7) Cookies and Similar Technologies

We may use strictly necessary, performance, functional, and advertising/marketing cookies. Preferences can be managed via your browser settings. For details, see our Cookie Policy. Marketing cookies operate only with explicit consent.

8) Security Measures

• Technical: TLS/SSL, access control/role‑based authorization, strong passwords and multi‑factor authentication, encryption, logging/protection of audit trails, backups, and integrity checks.
• Administrative: Confidentiality undertakings, staff awareness training, supplier agreements, authorization matrices, incident response procedures.
• Payment security: Card data are not stored in our systems; transactions are executed through PCI‑DSS compliant institutions.

9) Retention Periods and Destruction

• Contract/invoice records: 10 years (TCC, Tax Procedure Law).
• Customer service records: 3 years.
• Marketing data: Until explicit consent is withdrawn, with periodic reviews.
• Cookie data: Up to 24 months, depending on type.

Upon expiry, data are destroyed by deletion, destruction, or anonymization (see Personal Data Retention and Destruction Policy).

10) Children’s Privacy

The Platform is not directed to persons under 18. If we identify personal data relating to a child processed without parent/guardian consent, we will initiate deletion/destruction.

11) Your Rights (KVKK Art. 11) and Applications

• To learn whether data are processed; to request information; to learn purpose and compliance; to know third‑party transferees; to request rectification/deletion/destruction; to object to results arising from automated processing; to claim damages.
• Applications must comply with the Communiqué on the Procedures and Principles of Application to the Data Controller and will be answered within 30 days.

Application channels:
E‑mail: [KVKK application e‑mail address] • KEP: [KEP address] • Address: [Company Address]

You must apply to the Data Controller before filing a complaint to the Authority.
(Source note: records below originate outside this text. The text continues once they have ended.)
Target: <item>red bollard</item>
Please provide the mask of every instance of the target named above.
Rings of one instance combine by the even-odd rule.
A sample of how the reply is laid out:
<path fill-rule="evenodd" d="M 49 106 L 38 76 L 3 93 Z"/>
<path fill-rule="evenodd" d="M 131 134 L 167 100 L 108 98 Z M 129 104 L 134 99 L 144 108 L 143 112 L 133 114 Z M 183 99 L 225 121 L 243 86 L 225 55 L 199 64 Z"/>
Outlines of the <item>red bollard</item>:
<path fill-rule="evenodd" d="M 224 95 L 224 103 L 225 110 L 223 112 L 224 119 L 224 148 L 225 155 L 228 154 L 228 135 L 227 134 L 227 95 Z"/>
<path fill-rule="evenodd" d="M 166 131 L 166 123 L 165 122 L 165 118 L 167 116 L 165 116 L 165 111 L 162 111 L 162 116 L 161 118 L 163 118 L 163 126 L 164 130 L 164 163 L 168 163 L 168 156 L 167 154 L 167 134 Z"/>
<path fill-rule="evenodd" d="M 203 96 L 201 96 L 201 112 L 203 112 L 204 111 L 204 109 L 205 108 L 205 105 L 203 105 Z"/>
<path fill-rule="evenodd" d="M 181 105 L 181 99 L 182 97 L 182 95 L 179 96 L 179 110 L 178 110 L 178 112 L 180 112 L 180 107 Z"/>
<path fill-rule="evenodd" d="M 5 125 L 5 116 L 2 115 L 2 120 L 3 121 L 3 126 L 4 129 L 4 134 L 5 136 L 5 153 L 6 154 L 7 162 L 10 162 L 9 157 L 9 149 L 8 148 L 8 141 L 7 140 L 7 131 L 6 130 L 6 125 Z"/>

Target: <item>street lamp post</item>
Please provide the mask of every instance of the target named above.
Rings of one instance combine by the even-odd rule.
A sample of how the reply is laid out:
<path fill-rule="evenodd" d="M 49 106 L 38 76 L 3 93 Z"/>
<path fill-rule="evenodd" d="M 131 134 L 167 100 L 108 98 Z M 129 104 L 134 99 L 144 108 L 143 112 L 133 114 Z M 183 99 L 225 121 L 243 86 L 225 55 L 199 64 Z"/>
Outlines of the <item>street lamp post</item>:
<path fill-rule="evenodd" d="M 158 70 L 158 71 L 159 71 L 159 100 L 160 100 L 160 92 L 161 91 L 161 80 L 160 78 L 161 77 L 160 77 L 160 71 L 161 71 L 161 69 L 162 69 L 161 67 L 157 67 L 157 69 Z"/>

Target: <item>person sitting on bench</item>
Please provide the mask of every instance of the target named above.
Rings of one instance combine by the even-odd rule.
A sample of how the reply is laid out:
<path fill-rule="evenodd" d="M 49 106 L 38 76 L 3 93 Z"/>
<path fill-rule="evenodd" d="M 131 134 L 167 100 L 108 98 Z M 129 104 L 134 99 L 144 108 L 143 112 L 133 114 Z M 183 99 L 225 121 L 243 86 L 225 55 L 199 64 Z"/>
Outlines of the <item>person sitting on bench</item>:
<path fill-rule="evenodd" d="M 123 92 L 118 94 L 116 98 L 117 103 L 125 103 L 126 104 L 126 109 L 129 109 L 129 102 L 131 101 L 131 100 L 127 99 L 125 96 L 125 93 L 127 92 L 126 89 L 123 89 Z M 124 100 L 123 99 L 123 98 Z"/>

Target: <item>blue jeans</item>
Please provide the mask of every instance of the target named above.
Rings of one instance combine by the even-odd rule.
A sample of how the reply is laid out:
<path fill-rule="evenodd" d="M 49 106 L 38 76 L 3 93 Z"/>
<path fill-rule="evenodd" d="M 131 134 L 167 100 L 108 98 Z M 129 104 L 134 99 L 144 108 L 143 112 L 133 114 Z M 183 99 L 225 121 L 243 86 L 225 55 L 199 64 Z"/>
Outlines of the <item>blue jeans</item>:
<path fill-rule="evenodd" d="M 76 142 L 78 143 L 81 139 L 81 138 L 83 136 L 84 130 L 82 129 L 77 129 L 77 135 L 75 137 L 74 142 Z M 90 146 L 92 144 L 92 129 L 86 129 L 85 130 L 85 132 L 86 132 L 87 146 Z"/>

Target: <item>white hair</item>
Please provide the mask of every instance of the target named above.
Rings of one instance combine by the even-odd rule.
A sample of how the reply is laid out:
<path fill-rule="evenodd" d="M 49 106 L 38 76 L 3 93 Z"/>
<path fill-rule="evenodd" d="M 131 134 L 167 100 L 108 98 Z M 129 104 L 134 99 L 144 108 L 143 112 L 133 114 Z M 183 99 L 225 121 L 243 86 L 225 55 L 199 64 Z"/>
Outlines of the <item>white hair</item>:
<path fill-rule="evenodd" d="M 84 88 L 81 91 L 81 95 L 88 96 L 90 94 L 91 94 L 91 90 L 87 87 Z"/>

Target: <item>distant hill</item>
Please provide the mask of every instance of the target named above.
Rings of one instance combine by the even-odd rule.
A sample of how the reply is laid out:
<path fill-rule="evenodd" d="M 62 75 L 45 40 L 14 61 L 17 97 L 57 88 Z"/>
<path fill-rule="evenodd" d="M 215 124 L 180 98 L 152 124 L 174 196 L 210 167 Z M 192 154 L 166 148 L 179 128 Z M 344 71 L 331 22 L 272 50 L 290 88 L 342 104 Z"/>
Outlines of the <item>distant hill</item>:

You may complain to the Personal Data Protection Authority within 30 days of receiving the response or within 60 days if no response is provided.

12) Commercial Messages

Electronic commercial messages are sent only to recipients with explicit consent/IYS approval. You can unsubscribe at any time free of charge.

13) Third‑Party Links

The Platform may contain links to third‑party websites. We are not responsible for the privacy practices of such sites; please review their policies.

14) Changes and Entry into Force

This Policy may be updated. The current version takes effect on the date it is published on the Platform. Material changes will be communicated by reasonable means.

15) Disputes and Jurisdiction

This Privacy Policy is governed by Turkish law. In case of disputes, the Istanbul (Çağlayan) Central Courts and Enforcement Offices have jurisdiction. Electronic records maintained by us constitute conclusive evidence.